The thread being canceled can ignore or control the cancellation by:

  • cancelability state: pthread_setcancelstate()
    • ENABLE
    • DISABLE: request is queued until ENABLE
  • cancelability type: pthread_setcanceltype()
    • ASYNCHRONOUS: can be canceled anytime
    • DEFFERED: the request is pending until the thread next call a cancellation point func

pthread_testcancel(): immediately creates a cancellation point and respond to currently pending cancel requests; no effect if CANCEL_DISABLE or no request pending

2.5 Attributes

  • pthread_attr_[init/destroy](): initialize/disinitialize the structure pthread_attr_t
  • pthread_attr_[set/get]detachstate(): set/check if the thread should start in detached state or joinable

2.6 Clean-up Handlers

  • pthread_cleanup_[push/pop](): register a cleanup handler (recorded in stack)
  • called when:
    1. pthread_exit()
    2. responding to pthread_cancel() request
    3. pthread_cleaup_pop(execute) w/ nonzero execute

return doesn't trigger clean-up handlers!

2.7 Process vs Thread

Process Thread
fork pthread_create
exit pthread_exit
waitpid pthread_join
atexit pthread_cleanup_push
getpid pthread_self
abort pthread_cancel

3. Thread Synchronization

non-atomic operation will have inconsistent result if it is made at the same time by many threads

Goal: Sequential Consistency

3.1 Mutex (Mutual Exclusion Interface)

  • basically serves as a lock
  • other thread will block until mutex is released as only one thread could acquire a mutex at a time
  • pthread_mutex_[init/destroy]()
    • pthread_mutex_init(mutex, attr)
      mutex = PTHREAD_MUTEX_INITIALIZER
  • _lock/trylock/unlock()
    • lock will block if mutex is locked; trylock returns EBUSY immediately
    • unlock some lock the caller does not hold is undefined
Attributes
  • pthread_mutexattr_[init/destroy]()
  • _[get/set]pshared(): set/check if the mutex is shared between processes
Deadlock Cases & Avoidance
  1. One tries to lock the same mutex twice
    set attr PTHREAD_MUTEX_ERRORCHECK
  2. One tries to lock mutexes in the opposite order from another
    • All threads should employ the same lock ordering
    • Use pthread_mutex_trylock in a polling fashion
Remarks:

coarse-grained <-> fine-grained
bad concurrency <-> high complexity

3.2 Reader-Writer Locks

concurrent read & exclusive write
shared read lock & exclusive write lock

  • pthread_rwlock_[init/destroy]()
    • pthread_rwlock_init(rwlock, attr)
      rwlock= PTHREAD_RWLOCK_INITIALIZER
  • _[rd/wr]lock(), _unlock(), _try[rd/wr]lock()
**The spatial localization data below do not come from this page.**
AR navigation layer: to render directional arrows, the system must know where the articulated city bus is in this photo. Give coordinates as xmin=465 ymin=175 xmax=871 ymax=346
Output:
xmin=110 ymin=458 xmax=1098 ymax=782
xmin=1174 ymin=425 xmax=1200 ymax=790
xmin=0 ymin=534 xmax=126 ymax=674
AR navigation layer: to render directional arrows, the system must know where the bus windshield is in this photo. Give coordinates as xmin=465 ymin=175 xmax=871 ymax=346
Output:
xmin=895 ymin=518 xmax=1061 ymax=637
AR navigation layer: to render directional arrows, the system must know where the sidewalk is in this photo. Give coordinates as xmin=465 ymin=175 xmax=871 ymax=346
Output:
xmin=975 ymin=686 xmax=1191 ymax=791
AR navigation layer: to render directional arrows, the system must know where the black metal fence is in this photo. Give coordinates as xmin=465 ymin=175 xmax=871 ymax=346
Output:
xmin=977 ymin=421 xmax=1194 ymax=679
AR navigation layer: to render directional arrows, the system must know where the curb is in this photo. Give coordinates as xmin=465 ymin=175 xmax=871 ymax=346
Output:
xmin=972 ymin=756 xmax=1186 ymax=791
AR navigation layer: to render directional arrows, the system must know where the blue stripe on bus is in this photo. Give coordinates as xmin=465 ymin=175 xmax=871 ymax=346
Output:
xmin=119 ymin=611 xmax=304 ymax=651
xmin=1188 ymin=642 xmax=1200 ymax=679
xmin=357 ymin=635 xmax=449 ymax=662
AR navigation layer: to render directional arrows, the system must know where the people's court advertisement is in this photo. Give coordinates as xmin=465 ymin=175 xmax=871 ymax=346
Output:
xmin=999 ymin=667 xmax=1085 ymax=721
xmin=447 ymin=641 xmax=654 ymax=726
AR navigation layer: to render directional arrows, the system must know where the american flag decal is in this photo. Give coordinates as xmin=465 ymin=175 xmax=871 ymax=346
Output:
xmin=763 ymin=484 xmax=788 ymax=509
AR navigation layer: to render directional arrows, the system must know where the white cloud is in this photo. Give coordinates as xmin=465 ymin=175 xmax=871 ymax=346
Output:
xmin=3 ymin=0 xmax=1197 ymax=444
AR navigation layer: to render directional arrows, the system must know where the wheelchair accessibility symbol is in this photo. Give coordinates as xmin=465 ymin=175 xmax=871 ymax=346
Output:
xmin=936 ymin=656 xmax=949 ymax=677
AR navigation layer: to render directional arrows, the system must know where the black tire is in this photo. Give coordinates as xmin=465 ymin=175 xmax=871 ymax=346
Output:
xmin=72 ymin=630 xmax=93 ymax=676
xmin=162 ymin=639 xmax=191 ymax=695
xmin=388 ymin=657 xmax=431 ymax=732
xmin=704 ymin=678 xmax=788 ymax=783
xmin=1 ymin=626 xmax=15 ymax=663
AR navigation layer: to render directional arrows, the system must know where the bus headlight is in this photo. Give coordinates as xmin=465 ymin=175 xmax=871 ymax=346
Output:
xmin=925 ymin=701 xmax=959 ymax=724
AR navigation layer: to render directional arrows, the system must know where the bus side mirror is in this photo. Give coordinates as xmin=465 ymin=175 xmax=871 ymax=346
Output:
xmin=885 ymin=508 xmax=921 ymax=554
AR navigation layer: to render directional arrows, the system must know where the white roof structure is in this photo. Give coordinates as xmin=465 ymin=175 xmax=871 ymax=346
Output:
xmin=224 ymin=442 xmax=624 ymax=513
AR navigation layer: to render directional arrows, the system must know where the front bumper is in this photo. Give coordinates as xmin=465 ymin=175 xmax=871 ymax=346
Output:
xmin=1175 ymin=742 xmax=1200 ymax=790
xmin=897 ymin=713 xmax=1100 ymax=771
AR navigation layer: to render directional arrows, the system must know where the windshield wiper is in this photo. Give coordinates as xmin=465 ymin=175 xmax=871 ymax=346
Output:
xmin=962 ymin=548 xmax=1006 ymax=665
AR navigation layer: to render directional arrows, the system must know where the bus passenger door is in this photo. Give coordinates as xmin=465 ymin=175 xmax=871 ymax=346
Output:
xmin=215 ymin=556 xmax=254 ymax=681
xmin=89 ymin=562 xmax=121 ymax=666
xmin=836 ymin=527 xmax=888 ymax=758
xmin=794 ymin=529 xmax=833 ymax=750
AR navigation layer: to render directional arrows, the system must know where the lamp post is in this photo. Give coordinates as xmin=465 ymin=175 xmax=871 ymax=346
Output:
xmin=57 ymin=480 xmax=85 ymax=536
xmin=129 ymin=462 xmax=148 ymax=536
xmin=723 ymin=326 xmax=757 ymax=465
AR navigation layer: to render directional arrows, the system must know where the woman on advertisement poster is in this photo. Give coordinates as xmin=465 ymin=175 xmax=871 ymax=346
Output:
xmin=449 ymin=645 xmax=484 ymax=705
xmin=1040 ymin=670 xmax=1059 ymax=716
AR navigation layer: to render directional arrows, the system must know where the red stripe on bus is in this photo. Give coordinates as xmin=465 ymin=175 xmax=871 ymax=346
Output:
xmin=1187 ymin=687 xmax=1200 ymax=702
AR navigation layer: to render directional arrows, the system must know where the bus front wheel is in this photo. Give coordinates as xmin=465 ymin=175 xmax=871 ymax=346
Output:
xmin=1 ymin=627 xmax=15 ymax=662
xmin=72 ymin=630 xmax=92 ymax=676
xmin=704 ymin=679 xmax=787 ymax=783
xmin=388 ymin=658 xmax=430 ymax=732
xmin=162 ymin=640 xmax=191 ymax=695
The functions are basically the same as mutex.

3.3 Condition Variables

Threads blocks, atomically acquire a mutexblock, and then change/evaluate a condition (event) until the condition is satisfied

  • pthread_cond_[init/destroy]()

    • pthread_cond_init(cond, attr)
      cond = PTHREAD_COND_INITIALIZER
  • _wait(cond, mutex): blocks caller, wait by specified cond. variable to be signaled or broadcast

    • atomatically unlocks mutex and wait
    • when returns the caller locks mutex
    • _timedwait(cond, mutex, timespec): specifies a wait time and returns an error if time is up before wait finishes
  • _signal/broadcast(cond): effective only when there's any thread blocked on cond

    • signal wakes up (at least) 1 thread
    • broadcast wakes up all threads blocked on the specified cond
    • threads calling these 2 func should locks the mutex in _wait() first for predictable scheduling behaviour
_wait
Atomic
Waken up by notification
Yes
No
Mutex acquired?
Returns
sleep
Unlocks mutex
Locks mutex

Iteratively checks a cond

Calls _wait
Unlocks mutex
Common Usage of Conditional Variable
Attributes
  • pthread_condattr_init/destroy()
  • _get/setpshared(): set/check if the mutex is shared between processes
Spurious Wakeup

When a thread is waken up from signaled cond variable but the condition it is waiting for is not satisfied. Possible reasons:

  • between the cond variable is signaled & the waiting thread ran, another thread changed the cond
  • OS implementation

Hence the iteratively checking.

4. Other Stuff & Threads

4.1 Threads & fork

After fork(), only the caller thread exists in the child. Child inherits every mutex, rw lock and cond var.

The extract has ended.